A professora começou a bater um pé com impaciência e Rony não teve mais escolha que ir-se até a Torre de Corvinal, sob a expressão sarcástica do Sonserino.
- Srta. Granger, Sr. Malfoy... é melhor que partam agora. - disse a Professora com seriedade.
Ambos os bruxos assentiram. A Vice-Diretora saiu tão silenciosamente como havia chegado, deixando os dois jovens a sós ao pé da escada.
Hermione piscou, inquieta, ao encontrar-se sozinha com o Sonserino.
- Não se preocupe, Granger... - Draco disse com voz insinuante. - Não vou fazer nada a você... não me atreveria a tocá-la... poderia sujar-me.

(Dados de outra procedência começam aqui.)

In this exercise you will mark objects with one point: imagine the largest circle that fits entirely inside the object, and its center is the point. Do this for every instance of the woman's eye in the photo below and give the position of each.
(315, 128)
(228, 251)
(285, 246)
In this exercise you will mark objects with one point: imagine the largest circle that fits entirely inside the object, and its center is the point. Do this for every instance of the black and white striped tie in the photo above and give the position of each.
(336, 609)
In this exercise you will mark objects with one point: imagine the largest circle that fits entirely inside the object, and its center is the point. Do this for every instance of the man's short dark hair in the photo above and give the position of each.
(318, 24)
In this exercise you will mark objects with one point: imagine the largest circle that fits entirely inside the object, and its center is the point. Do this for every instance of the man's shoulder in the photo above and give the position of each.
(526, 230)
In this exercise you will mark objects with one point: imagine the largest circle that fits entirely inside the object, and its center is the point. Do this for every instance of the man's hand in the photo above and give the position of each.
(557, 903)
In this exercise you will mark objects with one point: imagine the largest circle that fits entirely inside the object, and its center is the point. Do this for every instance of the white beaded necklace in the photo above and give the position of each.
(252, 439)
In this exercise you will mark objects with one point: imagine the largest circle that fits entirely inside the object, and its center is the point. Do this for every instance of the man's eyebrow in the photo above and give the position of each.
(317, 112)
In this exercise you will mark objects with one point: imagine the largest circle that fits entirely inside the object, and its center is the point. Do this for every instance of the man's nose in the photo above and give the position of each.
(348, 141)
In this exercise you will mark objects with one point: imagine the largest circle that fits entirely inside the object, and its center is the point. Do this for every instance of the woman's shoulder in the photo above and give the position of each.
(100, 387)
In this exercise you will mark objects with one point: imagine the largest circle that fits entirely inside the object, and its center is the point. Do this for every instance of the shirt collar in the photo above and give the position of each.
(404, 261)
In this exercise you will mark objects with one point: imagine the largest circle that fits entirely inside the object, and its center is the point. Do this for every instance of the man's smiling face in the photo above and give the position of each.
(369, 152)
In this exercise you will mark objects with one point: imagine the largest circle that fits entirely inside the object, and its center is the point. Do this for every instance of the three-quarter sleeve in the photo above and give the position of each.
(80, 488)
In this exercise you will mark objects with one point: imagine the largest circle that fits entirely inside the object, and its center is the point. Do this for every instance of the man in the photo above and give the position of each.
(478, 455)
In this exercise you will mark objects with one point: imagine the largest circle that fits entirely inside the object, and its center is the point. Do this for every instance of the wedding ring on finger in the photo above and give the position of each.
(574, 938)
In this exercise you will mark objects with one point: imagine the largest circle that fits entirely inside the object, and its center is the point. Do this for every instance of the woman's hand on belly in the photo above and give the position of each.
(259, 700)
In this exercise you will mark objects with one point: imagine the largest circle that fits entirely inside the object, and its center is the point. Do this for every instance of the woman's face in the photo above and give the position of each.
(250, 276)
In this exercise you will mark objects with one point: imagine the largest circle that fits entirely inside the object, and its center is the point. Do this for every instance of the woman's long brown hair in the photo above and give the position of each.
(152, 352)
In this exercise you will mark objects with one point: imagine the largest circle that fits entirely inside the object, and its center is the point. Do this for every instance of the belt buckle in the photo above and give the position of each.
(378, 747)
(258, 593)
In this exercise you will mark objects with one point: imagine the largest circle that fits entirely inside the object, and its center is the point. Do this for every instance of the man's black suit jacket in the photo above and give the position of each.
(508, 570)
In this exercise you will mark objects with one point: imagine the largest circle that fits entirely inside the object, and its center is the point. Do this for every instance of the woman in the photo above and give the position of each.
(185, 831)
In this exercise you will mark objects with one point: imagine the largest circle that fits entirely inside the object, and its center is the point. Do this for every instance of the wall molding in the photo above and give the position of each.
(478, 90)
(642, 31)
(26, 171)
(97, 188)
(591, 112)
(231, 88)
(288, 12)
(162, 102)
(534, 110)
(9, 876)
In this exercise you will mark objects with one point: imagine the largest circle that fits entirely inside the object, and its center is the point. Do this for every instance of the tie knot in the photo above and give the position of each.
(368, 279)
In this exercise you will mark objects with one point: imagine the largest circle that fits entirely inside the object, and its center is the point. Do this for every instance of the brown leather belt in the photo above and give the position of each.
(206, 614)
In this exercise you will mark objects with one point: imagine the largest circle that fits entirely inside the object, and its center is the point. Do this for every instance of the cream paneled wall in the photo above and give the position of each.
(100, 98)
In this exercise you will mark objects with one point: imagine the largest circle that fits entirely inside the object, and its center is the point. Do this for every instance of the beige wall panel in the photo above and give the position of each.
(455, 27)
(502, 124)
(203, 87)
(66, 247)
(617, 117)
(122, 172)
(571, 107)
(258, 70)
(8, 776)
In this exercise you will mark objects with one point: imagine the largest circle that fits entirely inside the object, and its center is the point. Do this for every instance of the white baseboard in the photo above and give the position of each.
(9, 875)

Draco começou a rir cruelmente. Hermione, sem dar-lhe atenção, caminhou diretamente para o Grande Salão. Ele observou-a por uns instantes, ao passo que ela se distanciava, e outra vez a tal cosquinha voltou a fazer-se presente em seu estômago.
O Sonserino alcançou-a rapidamente e interpôs-se em seu caminho, fazendo que a bruxa estancasse bruscamente.
- Que demônios...? - Hermione olhou-o confusa.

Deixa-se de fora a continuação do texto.